La energía agresiva, por su parte, requiere la posibilidad de expresarse, no sólo en los momentos críticos en los que es más compleja de elaborar, sino también a través del juego, en un contexto de límites claros y cuidados. Todos los juegos de destrucción, de enfrentamiento, de oposición (especialmente con las personas adultas), forman parte de esta necesidad en los primeros siete años. Juegos que pueden tomar diferentes símbolos, pero que siempre deben estar cuidados por estos límites que impidan hacer daño real, para evitar la culpa. Y después de estos primeros años pueden ir incorporando reglas, formas específicas, o derivándose también hacia expresiones más artísticas. Pero en todos los casos necesitan la posibilidad de expresarse, de ir contrastando esta energía con sus consecuencias en los otros (qué pasa cuándo nos “pasamos”, como puedo jugarla respetando los deseos de los demás, cómo podemos acordar los límites que nos permitan jugarla de forma cómoda), e ir elaborándola para poder buscarle una forma asertiva de expresión y una medida adecuada para cada circunstancia, que nos ayude en la búsqueda de este equilibrio que nombrábamos antes entre el cuidado de la propia integridad y el cuidado y la cooperación con los otros.
En la sala de psicomotricidad, sobre todo a partir de los 3 años que es cuando la energía más fuerte, pulsional, comienza a expresarse en el juego corporal, se dan este tipo de juegos simbólicos de enfrentamiento, y es un lugar privilegiado para la elaboración de esta energía. Y por supuesto también se puede jugar en casa, o al aire libre, siempre y cuando nos sintamos, las personas adultas, cómodas en este juego.
Pero más allá del cómo permitir esa expresión, me parece necesario entender su carácter esencial en el desarrollo de la persona. Y que todos los adultos responsables del cuidado de las y los niños hagamos un ejercicio consciente de hacerle espacio a esta y otras expresiones incómodas que provengan de los infantes, entendiendo la importancia de la expresión para la salud.
Sobre nuestra incomodidad, pues nos toca afrontarla y trabajarla. Idealmente nos tocaría ir consiguiendo, nosotras mismas, expresiones cada vez más asertivas y adecuadas para nuestro autocuidado y también para la convivencia con los otros. Pero si no nos sentimos llamadas a realizar este trabajo personal, al menos tendríamos que ver cómo podemos acompañar la expresión variada de nuestros hijos.

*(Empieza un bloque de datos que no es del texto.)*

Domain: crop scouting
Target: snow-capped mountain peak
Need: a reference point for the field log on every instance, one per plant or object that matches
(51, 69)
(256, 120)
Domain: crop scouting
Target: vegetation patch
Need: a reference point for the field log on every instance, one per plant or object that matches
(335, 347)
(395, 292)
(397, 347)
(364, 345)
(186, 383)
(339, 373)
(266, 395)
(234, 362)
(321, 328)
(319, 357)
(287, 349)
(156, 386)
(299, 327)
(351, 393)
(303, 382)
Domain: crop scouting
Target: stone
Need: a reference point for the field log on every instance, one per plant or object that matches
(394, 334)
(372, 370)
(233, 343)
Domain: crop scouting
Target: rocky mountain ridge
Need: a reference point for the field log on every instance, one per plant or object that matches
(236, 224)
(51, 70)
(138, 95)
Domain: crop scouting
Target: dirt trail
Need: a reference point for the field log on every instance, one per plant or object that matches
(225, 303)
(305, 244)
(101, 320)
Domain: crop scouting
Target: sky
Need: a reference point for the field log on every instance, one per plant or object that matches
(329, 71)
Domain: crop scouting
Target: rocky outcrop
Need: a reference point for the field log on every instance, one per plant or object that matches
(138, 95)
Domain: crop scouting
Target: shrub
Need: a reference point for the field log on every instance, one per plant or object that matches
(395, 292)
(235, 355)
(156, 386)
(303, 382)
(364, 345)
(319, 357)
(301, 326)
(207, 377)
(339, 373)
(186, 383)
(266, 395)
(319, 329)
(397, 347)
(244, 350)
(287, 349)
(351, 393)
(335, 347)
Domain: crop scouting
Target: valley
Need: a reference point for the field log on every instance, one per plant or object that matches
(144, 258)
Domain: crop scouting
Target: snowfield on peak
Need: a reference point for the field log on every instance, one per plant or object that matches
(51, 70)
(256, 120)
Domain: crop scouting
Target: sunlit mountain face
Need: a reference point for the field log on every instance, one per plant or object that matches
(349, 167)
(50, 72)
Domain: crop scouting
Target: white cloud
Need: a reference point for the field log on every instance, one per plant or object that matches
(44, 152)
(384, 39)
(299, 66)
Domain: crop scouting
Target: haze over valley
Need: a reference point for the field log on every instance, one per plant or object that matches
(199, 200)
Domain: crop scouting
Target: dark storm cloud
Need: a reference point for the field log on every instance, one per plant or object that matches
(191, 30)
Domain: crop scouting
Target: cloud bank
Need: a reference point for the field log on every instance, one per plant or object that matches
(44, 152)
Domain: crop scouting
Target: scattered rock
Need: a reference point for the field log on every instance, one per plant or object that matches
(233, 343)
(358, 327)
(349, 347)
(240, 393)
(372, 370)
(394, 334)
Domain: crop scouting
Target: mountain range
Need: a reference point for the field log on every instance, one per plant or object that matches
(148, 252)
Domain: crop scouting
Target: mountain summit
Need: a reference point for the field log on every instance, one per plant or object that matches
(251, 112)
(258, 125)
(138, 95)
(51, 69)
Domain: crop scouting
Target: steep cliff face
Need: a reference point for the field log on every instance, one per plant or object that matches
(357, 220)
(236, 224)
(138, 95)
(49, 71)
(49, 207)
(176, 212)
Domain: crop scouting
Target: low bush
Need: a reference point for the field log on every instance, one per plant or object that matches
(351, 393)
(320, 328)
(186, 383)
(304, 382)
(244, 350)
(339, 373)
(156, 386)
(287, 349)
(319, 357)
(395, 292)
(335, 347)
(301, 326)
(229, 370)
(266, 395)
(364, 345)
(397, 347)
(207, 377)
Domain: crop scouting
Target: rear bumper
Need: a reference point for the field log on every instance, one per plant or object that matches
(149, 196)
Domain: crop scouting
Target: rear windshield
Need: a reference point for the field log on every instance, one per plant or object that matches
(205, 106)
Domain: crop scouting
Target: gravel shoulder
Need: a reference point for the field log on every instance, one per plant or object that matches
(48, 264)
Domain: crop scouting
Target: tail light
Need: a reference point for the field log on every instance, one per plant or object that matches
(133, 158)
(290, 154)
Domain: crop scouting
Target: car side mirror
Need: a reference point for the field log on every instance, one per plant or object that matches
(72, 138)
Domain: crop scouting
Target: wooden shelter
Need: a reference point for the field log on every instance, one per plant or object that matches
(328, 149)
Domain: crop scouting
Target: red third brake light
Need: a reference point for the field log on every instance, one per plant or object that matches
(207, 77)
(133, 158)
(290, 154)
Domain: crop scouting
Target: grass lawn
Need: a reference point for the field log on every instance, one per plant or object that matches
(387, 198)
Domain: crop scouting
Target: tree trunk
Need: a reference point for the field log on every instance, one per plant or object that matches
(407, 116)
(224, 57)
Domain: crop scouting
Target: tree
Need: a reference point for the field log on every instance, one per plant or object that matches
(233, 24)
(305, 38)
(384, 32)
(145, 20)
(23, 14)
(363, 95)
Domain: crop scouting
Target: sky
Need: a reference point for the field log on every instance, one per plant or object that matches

Mirar nuestra incomodidad y ver si tenemos la posibilidad de reparar su origen o al menos de amansarla en el presente para poder cuidar sin reprimir. Para poder ser una ayuda, y no una traba, en la necesidad que tienen nuestros hijos e hijas de poder expresar y elaborar todo el abanico emocional y energético que forma parte de ellos.